I deliberately tried to avoid impressing my view of what medium should be used to transfer heat in thermal installations, but  so far water (or some water-based solution capable of staying in liquid form in wide temperature range) seems like a good candidate. I guess that crucial part of technology would be the point of connection of appliance to installation, or answering the question: how to avoid accidental leakage of dangerously hot or cold fluids at plug-in or plug-out time? Perhaps connection points should be designed with embedded intelligence and multiple valves and locks, enabling drying out of connection points and appliances' "plumbing" before breaking connections.
Shiftlock says: Apr 22, 2010. 1:10 PM
You are absolutely right!  Do supermarkets do this?  With all of their refrigeration, it would seem an obvious energy-savings thing to do, but I'm not sure if they do.
docree says: Apr 22, 2010. 11:40 AM
I've heard of a project where someone took the cooling coil on the back of a fridge and used that to heat water. After all the "heat" in your refrigerator has to go somewhere. But I'm not certain how that project turned out.
mazatty says: Apr 22, 2010. 2:28 PM
been thinking about building a walk-in beer cooler similar to a california cooler. i'm high in the colorado rockies and our average low in the summer is 40F. i was planning to have a large barrel of water for thermal mass, besides the gallons of beer. was also planning on using an exhaust fan with a couple of temperature controllers and a couple of barometric dampers. sounds like i shouldn't have a problem maintaining cellar temps. it blow me away that the beer distributer and bars in town aren't already doing this.
rallen71366 says: Apr 23, 2010. 1:11 PM
 Here in Missouri, my grandmother told me about how they used to have a window in the kitchen with a mesh cage around it, and used it in the cooler seasons, and the spring house in the summer. It was the simple country version of a CA cooler.

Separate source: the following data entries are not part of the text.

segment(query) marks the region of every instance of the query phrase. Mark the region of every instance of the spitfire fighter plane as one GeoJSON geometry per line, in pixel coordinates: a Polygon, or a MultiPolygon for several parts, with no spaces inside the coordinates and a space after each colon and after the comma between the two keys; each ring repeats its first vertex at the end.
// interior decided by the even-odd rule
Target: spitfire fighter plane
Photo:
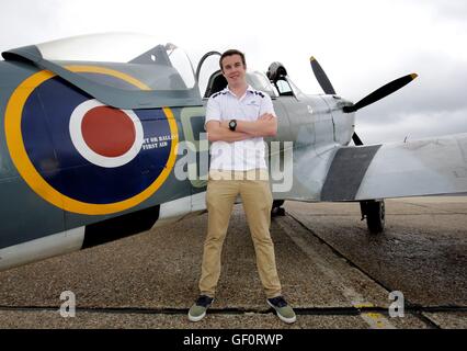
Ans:
{"type": "MultiPolygon", "coordinates": [[[[204,63],[218,53],[194,70],[180,48],[156,44],[101,35],[2,53],[0,270],[206,210],[204,106],[227,82],[204,63]],[[102,48],[111,54],[95,54],[102,48]]],[[[415,75],[352,103],[310,63],[324,94],[303,93],[280,63],[248,72],[278,118],[265,139],[275,212],[285,200],[357,202],[379,233],[384,199],[467,192],[467,134],[388,145],[355,134],[357,110],[415,75]]]]}

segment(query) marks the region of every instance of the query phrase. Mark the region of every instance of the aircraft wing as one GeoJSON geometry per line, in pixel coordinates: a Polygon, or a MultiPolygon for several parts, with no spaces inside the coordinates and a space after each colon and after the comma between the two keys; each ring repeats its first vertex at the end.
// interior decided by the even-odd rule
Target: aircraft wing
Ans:
{"type": "Polygon", "coordinates": [[[467,134],[339,148],[321,201],[467,192],[467,134]]]}

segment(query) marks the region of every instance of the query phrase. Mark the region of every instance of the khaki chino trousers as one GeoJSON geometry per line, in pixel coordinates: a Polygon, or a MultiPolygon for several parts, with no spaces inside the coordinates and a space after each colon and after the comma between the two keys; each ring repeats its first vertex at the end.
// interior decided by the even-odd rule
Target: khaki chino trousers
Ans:
{"type": "Polygon", "coordinates": [[[240,194],[257,254],[257,267],[267,298],[282,294],[274,244],[270,235],[273,197],[267,171],[209,171],[206,205],[208,213],[207,236],[204,242],[202,295],[214,297],[220,275],[220,253],[226,238],[230,215],[237,195],[240,194]]]}

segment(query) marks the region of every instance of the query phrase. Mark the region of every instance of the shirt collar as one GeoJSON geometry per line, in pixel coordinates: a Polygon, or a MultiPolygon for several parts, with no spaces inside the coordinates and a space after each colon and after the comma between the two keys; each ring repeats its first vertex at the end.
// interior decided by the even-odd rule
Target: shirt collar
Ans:
{"type": "MultiPolygon", "coordinates": [[[[237,95],[234,92],[230,91],[229,86],[227,86],[224,90],[227,91],[229,94],[231,94],[231,95],[234,95],[234,97],[237,98],[237,95]]],[[[253,89],[253,87],[251,87],[250,84],[248,84],[246,94],[247,94],[247,92],[254,92],[254,91],[255,90],[253,89]]]]}

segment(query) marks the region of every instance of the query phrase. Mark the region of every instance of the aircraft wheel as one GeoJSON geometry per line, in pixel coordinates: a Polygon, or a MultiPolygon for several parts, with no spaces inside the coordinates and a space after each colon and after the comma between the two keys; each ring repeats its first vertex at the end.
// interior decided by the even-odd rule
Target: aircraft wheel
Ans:
{"type": "Polygon", "coordinates": [[[385,202],[365,201],[361,203],[362,214],[366,216],[369,233],[379,234],[385,230],[385,202]]]}

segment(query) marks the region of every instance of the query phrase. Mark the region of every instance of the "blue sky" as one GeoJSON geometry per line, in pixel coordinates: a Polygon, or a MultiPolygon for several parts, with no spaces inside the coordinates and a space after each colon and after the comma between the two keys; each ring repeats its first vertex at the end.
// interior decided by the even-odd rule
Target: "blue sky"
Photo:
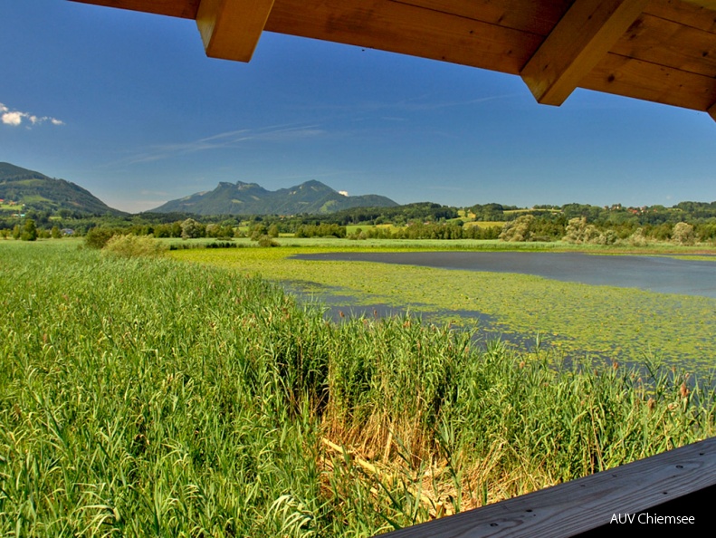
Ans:
{"type": "Polygon", "coordinates": [[[131,212],[219,181],[318,179],[452,206],[716,200],[707,114],[264,33],[206,58],[194,21],[0,0],[0,161],[131,212]]]}

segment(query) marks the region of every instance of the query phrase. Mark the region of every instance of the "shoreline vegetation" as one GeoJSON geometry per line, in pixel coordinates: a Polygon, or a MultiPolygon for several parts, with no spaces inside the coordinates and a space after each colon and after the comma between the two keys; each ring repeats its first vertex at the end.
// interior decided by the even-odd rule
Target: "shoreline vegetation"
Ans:
{"type": "MultiPolygon", "coordinates": [[[[425,268],[354,265],[350,281],[285,246],[77,246],[0,241],[4,534],[370,536],[716,435],[713,379],[691,366],[564,360],[537,336],[480,347],[413,315],[335,323],[266,280],[331,274],[400,301],[422,286],[437,303],[450,293],[428,291],[425,268]]],[[[502,292],[549,282],[513,276],[502,292]]],[[[587,288],[602,286],[549,293],[600,309],[636,297],[587,288]]],[[[515,296],[541,322],[545,299],[515,296]]],[[[664,312],[683,316],[681,335],[700,303],[680,299],[664,312]]],[[[619,304],[601,315],[647,315],[619,304]]]]}

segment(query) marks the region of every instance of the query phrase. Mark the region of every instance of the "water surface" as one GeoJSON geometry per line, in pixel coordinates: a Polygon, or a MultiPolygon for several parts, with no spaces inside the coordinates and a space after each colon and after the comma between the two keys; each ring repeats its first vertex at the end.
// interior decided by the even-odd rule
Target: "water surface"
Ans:
{"type": "Polygon", "coordinates": [[[716,298],[716,262],[702,260],[530,252],[360,252],[297,255],[293,257],[519,273],[563,282],[716,298]]]}

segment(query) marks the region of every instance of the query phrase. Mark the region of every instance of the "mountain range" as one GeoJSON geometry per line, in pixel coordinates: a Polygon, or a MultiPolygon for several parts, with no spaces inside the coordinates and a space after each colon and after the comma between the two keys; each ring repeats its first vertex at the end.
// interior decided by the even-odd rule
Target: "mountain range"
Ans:
{"type": "MultiPolygon", "coordinates": [[[[62,209],[92,215],[126,215],[113,209],[90,191],[65,179],[0,162],[0,199],[24,205],[24,209],[56,212],[62,209]]],[[[171,200],[155,213],[196,215],[297,215],[332,213],[351,207],[391,207],[393,200],[377,195],[349,197],[320,181],[307,181],[276,191],[256,183],[222,182],[211,191],[171,200]]]]}
{"type": "Polygon", "coordinates": [[[377,195],[349,197],[316,180],[274,191],[266,190],[256,183],[238,181],[235,184],[221,182],[214,190],[171,200],[151,211],[196,215],[298,215],[397,205],[377,195]]]}
{"type": "Polygon", "coordinates": [[[24,205],[24,209],[72,212],[92,215],[126,215],[113,209],[82,188],[65,179],[55,179],[9,162],[0,162],[0,198],[24,205]]]}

Some people still have root cellars around here. I did see an old Mother Earth News where they had an ice chest in the basement, and ran loops of copper piper around the inside of it, and put it in-line with their incoming waterline. It was a modern "spring house"!
dlginstructables (author) says: Apr 23, 2010. 12:42 PM
Sounds great! Well, energy was cheap and "inexaustible" for so long, that our country has a lot of wasteful habits. Hopefully industry will come up with green solutions as well.
bombmaker2 says: Apr 22, 2010. 3:20 PM

Now that would be just pure AWSOME!!

stevepuk says: Apr 22, 2010. 6:43 AM
How do you stop insects getting in through the vents yet allow a sufficient flow of cooling air?
qwertyboy says: Apr 22, 2010. 12:39 PM
Probably something like a window screen.
dlginstructables (author) says: Apr 23, 2010. 12:39 PM
Yes, the vents both have window screen on the outside.
XofHope says: Apr 18, 2010. 11:19 AM
Have you considered using cork for isolation? I don't know how readily available or how expensive it is there but I'm from Portugal, the number one producer of cork in the world, and that's what we used traditionally around here. In the past years it has been replaced by synthetic products but there's now a resurgence, which I think is great.